The Mazda Roadster was sold at the Mazda MX-5/Miata in Europe/US.
In January 1998, nine years after its debut and became an instant classic, the second generation arrived. In Japan, Mazda's Eunos brand had disappeared, so the car became known simply as the Mazda Roadster. Although the look has slightly changed from the original model, the car retained the qualities that made the first-gen Roadster so endearing. Like the original, it was developed under the "rider, horse, one body" philosophy.

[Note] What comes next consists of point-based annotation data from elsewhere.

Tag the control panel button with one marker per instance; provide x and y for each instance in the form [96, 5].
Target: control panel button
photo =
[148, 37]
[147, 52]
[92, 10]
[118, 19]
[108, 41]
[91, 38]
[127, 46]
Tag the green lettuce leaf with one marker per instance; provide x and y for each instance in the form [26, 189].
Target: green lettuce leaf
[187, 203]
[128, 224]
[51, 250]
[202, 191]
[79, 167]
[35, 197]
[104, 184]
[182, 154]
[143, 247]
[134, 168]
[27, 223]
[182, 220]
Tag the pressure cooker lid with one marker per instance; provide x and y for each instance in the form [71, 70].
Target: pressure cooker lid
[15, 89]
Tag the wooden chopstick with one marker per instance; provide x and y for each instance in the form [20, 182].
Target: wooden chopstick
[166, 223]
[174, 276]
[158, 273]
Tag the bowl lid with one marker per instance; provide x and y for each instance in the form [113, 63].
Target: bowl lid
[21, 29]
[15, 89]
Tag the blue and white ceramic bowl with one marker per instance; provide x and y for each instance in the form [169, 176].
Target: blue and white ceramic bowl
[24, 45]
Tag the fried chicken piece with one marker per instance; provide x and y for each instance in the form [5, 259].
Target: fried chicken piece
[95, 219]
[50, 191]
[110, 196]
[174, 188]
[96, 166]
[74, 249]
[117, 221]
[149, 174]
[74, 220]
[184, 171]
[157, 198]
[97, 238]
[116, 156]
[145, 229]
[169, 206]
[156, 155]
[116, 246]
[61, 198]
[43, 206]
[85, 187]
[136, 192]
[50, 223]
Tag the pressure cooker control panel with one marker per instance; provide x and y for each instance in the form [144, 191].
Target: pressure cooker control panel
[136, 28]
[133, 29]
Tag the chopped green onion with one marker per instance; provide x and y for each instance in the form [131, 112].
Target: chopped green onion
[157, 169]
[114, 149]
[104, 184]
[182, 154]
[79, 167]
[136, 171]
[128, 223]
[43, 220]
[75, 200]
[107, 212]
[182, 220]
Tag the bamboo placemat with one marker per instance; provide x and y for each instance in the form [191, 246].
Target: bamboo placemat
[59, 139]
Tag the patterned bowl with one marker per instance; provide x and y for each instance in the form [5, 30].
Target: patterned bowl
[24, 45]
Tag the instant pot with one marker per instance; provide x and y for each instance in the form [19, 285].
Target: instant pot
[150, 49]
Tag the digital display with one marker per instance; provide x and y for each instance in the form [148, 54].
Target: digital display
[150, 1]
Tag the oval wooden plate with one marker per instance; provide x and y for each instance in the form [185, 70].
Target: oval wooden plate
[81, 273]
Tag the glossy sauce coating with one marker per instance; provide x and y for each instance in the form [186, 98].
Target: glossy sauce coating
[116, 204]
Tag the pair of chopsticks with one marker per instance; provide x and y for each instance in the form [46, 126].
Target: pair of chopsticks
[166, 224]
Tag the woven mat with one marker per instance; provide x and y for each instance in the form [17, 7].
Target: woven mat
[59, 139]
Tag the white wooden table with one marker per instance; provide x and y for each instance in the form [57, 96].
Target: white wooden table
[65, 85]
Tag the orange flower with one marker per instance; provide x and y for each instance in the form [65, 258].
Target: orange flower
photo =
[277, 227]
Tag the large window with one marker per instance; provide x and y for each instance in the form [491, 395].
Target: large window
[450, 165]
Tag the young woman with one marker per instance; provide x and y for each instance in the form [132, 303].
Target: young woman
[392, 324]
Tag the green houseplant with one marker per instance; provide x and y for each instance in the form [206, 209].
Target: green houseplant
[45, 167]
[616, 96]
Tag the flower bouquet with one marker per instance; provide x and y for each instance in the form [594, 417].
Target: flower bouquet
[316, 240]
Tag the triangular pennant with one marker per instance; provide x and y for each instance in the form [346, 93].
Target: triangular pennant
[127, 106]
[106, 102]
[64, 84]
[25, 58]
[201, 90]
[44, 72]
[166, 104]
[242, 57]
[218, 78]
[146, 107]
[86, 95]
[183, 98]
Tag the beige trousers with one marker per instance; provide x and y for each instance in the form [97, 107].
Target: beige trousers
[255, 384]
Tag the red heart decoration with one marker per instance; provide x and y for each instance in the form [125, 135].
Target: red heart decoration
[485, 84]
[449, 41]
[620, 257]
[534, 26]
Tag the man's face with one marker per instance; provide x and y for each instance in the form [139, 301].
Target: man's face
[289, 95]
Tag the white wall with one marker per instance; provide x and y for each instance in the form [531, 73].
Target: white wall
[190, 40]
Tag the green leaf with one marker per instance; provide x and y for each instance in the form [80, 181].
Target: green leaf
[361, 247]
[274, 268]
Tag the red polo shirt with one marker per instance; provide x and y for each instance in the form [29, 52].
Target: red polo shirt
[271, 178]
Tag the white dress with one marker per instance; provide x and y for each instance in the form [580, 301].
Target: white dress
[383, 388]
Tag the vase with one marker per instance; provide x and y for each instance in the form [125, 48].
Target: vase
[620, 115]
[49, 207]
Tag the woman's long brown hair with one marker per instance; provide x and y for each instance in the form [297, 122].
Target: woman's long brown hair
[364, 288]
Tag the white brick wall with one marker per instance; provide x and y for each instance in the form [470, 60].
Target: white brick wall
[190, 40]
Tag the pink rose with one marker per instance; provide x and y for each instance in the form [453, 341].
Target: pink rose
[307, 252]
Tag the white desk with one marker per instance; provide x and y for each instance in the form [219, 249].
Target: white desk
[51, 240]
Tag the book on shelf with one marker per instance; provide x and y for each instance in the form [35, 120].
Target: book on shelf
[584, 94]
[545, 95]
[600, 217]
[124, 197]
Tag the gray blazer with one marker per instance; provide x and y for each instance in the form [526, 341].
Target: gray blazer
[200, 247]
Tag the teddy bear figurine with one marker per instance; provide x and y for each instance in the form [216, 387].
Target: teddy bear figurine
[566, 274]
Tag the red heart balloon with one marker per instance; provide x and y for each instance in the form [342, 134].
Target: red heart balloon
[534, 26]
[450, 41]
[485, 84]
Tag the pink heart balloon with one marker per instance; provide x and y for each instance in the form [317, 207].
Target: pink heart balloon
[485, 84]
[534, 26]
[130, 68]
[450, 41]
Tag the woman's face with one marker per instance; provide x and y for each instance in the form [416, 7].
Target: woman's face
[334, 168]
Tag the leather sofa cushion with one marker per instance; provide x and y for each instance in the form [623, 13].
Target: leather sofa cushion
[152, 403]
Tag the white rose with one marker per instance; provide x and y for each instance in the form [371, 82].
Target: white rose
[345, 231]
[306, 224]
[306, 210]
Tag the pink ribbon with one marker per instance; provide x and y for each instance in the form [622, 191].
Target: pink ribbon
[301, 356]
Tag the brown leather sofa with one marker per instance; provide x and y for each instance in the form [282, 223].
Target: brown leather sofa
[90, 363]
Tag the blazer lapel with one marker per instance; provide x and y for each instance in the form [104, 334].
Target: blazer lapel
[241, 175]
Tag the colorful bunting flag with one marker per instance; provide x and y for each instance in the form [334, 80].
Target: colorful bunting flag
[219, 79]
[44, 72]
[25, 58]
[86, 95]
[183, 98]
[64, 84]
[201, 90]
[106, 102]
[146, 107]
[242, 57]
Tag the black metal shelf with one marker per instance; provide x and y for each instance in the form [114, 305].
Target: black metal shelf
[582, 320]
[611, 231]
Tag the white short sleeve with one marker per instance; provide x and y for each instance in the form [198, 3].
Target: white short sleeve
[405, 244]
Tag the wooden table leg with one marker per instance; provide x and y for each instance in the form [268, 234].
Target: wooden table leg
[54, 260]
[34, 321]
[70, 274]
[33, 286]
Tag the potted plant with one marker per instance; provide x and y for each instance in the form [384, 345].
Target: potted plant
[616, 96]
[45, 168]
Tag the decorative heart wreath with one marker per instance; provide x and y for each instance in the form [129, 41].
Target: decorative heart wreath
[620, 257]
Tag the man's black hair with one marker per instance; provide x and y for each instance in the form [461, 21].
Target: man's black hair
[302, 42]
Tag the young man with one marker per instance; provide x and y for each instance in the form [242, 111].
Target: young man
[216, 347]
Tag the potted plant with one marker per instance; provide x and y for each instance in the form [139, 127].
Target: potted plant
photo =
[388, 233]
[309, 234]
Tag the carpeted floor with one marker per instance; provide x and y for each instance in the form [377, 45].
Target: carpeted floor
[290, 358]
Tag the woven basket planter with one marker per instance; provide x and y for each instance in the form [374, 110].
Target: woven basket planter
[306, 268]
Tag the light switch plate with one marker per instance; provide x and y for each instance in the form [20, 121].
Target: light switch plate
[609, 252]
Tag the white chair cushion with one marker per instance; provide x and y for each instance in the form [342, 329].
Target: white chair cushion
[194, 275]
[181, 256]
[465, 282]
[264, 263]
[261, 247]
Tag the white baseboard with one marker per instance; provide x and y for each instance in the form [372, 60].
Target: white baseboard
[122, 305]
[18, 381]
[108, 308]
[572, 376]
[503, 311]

Under the hood was the same engine as before, a 1.8L DOHC inline-4 , but output was bumped to 143 BHP and 120.0 ft-lb. Mazda also introduced a new 6-speed manual gearbox to the options list. The first minor change happened in July 2000, when the new 1.8L S-VT was introduced (S-VT stood for Sequential Valve Timing), allowing the 4-cylinder engine to produce 158 HP and 125.1 ft-lb of torque. In Japan, the 1.6-liter DOHC inline-4, rated at 123 HP and 104.8 ft-lb of torque, was revived to go along with a 5-speed manual transmission. In addition to the engine tweaks, Mazda reinforced the body to accommodate the extra power. Also, a new model, the RS-II that featured 16-in. wheels, was added to the lineup. At the end of 2003, a turbocharged version was introduced, boasting 170 HP and 154.0 ft-lb of torque, giving the fun little convertible a mean side.